Émettre une facture à destination d’un client pour permettre le règlement d’un service rendu fait partie du quotidien de toute entreprise. Céder cette créance à un tiers qui prendra en charge le recouvrement et prélèvera au passage une commission l’est tout autant aujourd’hui, et cette pratique présente dans les faits de vrais avantages. La cession de créance offre en effet à l’entreprise des avantages pratiques et de sécurité financière utiles à considérer. Décryptons son mécanisme et ses enjeux.

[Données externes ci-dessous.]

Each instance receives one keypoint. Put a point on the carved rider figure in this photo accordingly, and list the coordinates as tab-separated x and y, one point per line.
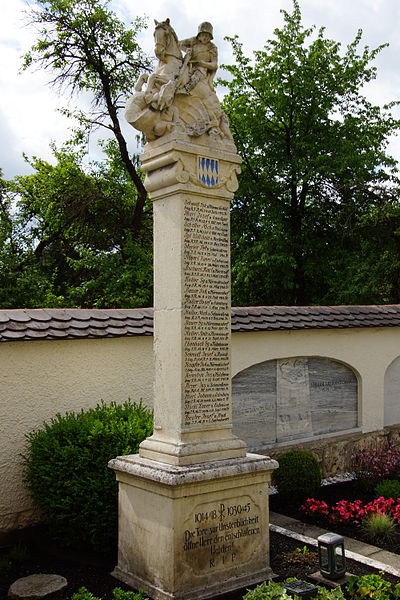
201	58
179	94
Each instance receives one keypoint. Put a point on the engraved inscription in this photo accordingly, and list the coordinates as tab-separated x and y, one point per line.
206	314
293	398
221	534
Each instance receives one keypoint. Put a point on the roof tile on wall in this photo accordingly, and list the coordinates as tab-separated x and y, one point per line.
74	323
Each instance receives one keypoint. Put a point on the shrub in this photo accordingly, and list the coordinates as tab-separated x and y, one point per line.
300	557
118	594
388	488
379	526
370	466
67	475
272	590
298	475
371	586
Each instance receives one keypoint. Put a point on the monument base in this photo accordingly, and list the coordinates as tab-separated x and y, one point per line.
195	531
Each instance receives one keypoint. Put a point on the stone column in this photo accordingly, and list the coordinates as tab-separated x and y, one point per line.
191	186
193	506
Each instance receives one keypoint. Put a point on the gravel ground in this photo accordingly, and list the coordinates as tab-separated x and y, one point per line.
94	573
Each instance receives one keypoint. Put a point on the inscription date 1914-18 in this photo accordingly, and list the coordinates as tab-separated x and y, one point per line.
221	530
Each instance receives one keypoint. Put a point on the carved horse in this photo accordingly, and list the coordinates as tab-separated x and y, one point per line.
198	112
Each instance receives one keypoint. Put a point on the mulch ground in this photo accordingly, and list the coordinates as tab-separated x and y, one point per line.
93	572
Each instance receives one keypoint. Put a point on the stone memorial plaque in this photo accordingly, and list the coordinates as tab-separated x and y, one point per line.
206	314
254	404
293	398
220	535
293	410
333	395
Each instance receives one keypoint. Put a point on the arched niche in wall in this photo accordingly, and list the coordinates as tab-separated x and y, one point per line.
293	398
392	393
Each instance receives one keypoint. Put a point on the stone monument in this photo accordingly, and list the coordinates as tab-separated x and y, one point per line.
193	506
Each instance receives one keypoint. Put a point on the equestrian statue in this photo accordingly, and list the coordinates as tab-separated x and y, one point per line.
179	95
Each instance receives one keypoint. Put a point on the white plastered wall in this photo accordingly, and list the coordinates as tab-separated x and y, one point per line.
41	378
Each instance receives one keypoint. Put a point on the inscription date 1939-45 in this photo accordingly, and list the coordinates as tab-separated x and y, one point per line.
221	530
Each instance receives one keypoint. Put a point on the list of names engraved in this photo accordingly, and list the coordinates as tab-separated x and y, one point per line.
206	313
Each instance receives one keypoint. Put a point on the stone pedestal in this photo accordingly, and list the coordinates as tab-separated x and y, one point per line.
193	532
193	507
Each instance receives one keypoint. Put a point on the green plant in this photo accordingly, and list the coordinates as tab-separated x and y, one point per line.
379	526
369	586
18	553
118	594
388	488
67	474
298	475
273	590
372	465
5	564
270	590
325	594
300	557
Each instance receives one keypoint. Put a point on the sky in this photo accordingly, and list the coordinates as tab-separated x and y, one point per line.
29	117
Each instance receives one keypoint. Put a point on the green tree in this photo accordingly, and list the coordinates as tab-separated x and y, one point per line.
315	171
67	236
88	49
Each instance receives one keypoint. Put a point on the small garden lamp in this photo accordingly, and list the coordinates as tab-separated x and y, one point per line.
331	557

Le mécanisme de la cession de créance

La cession de créance est un mécanisme de gestion financière défini par l’article 1321 du Code civil, qui permet à une personne physique ou morale (le créancier cédant) de céder une créance à une autre personne (le cessionnaire), en contrepartie d’une commission correspondant à un pourcentage de la somme due. Ce tiers prendra alors en charge le recouvrement (auprès du débiteur cédé), susceptible d’aller jusqu’à l’action en justice si nécessaire. Le débiteur ne peut s’y opposer, sauf si ladite créance a été stipulée incessible, mais il doit avoir acté ou avoir été notifié de la cession.

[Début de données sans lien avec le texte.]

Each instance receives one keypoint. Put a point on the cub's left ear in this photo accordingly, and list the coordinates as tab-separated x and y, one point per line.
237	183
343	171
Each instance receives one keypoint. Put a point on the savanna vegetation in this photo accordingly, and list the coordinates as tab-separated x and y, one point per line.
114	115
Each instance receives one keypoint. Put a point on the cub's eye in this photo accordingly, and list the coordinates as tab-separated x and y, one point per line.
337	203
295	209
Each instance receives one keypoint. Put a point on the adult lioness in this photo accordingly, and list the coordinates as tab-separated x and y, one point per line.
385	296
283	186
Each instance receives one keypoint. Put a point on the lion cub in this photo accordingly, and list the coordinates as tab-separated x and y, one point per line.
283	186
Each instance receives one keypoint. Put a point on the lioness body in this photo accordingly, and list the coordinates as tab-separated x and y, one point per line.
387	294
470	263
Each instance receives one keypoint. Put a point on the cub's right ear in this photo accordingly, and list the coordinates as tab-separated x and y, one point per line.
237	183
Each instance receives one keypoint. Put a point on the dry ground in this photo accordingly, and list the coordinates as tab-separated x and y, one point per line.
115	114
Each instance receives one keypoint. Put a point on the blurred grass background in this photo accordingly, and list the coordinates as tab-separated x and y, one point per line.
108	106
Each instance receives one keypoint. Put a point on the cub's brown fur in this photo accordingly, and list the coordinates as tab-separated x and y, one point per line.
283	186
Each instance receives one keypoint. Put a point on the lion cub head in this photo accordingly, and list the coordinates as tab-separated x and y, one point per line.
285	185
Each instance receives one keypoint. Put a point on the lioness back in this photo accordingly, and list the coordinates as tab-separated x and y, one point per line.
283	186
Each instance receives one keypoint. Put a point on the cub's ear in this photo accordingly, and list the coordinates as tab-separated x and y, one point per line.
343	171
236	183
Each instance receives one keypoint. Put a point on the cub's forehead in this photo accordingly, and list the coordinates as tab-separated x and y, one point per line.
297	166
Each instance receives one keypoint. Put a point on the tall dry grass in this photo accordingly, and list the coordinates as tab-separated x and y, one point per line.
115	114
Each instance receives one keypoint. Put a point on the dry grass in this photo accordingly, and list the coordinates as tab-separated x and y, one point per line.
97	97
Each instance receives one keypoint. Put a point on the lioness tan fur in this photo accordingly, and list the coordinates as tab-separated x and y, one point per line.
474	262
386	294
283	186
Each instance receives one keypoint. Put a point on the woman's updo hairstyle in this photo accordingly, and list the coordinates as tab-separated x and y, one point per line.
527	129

La cession de créance fait donc du cessionnaire le nouveau créancier du débiteur cédé, lequel devra dès lors s’acquitter de ses obligations envers ce tiers. Attention, la cession concerne également les garanties rattachées à la créance : nantissement1 et cautionnement par exemple. Le créancier ne conserve qu’une seule responsabilité, qui concerne la validité de la créance cédée (son existence et sa bonne exigibilité) – sauf si le cessionnaire a connaissance de son caractère incertain et l’accepte.

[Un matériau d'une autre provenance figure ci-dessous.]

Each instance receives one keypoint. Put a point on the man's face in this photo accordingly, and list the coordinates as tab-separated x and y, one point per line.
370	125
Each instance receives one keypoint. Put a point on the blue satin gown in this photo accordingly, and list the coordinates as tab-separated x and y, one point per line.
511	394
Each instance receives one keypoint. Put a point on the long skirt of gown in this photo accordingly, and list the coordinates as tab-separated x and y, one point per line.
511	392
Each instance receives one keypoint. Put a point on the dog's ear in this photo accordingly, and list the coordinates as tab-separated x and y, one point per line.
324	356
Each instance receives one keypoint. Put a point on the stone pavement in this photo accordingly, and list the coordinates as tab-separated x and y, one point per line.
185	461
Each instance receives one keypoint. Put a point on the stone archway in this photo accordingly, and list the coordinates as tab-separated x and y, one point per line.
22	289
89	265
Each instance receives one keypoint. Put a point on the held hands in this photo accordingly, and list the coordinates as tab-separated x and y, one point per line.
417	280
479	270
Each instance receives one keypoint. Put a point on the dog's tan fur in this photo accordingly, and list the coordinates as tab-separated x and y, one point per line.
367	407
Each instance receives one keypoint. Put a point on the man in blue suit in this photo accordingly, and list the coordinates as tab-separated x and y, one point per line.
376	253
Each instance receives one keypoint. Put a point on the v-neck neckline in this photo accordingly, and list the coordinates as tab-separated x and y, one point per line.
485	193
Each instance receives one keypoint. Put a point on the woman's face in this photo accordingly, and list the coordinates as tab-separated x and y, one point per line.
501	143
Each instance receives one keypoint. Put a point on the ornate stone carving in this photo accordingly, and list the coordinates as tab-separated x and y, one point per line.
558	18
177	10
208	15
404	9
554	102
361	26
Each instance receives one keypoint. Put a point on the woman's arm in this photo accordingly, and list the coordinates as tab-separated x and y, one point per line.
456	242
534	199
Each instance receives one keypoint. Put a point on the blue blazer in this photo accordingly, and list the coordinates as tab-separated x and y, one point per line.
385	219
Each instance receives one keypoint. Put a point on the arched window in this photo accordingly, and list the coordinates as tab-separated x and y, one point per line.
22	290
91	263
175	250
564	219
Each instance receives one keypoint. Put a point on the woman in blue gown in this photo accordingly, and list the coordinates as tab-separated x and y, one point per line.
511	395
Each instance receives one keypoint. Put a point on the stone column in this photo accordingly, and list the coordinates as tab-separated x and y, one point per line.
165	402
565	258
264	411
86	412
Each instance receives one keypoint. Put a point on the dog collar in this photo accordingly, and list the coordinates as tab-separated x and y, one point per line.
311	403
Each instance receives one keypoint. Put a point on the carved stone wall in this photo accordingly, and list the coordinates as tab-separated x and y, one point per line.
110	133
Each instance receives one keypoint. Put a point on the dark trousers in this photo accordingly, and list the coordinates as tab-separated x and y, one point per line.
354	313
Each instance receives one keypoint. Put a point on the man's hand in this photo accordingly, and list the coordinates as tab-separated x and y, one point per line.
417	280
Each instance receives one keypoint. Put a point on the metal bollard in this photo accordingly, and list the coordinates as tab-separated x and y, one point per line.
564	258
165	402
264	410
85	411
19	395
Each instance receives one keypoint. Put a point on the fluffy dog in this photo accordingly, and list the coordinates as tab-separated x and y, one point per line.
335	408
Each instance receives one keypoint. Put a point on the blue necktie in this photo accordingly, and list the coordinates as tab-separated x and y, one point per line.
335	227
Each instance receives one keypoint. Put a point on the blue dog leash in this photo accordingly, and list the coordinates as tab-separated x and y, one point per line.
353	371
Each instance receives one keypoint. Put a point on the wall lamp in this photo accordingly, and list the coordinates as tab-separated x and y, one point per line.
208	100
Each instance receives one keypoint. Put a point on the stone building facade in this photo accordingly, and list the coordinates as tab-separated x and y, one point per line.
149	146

Précisons que si cela concerne dans une large majorité des cas les relations interprofessionnelles, toutes les créances sont en principe susceptibles d’être cédées sauf disposition légale contraire. Celle-ci peut inclure les créances privées telles que des loyers, une assurance-vie, voire la cession de salaire lorsque la banque prélève directement sur le revenu à la source pour rembourser un prêt. Nous nous concentrerons ici sur la cession de factures émises par des professionnels.


Les 3 acteurs impliqués dans la cession de créance

Lors d’une cession de créance, vous retrouverez constamment :

  • Le cédant, à savoir une entreprise ayant émis une facture et qui transfère sa créance à un tiers, généralement une banque ou une société de factoring.
  • Le cessionnaire, qui récupère la créance, procède au recouvrement et se rémunère en prélevant une commission.
  • Le débiteur cédé, client du cédant, qui devra régler sa dette auprès du cessionnaire à l’échéance convenue.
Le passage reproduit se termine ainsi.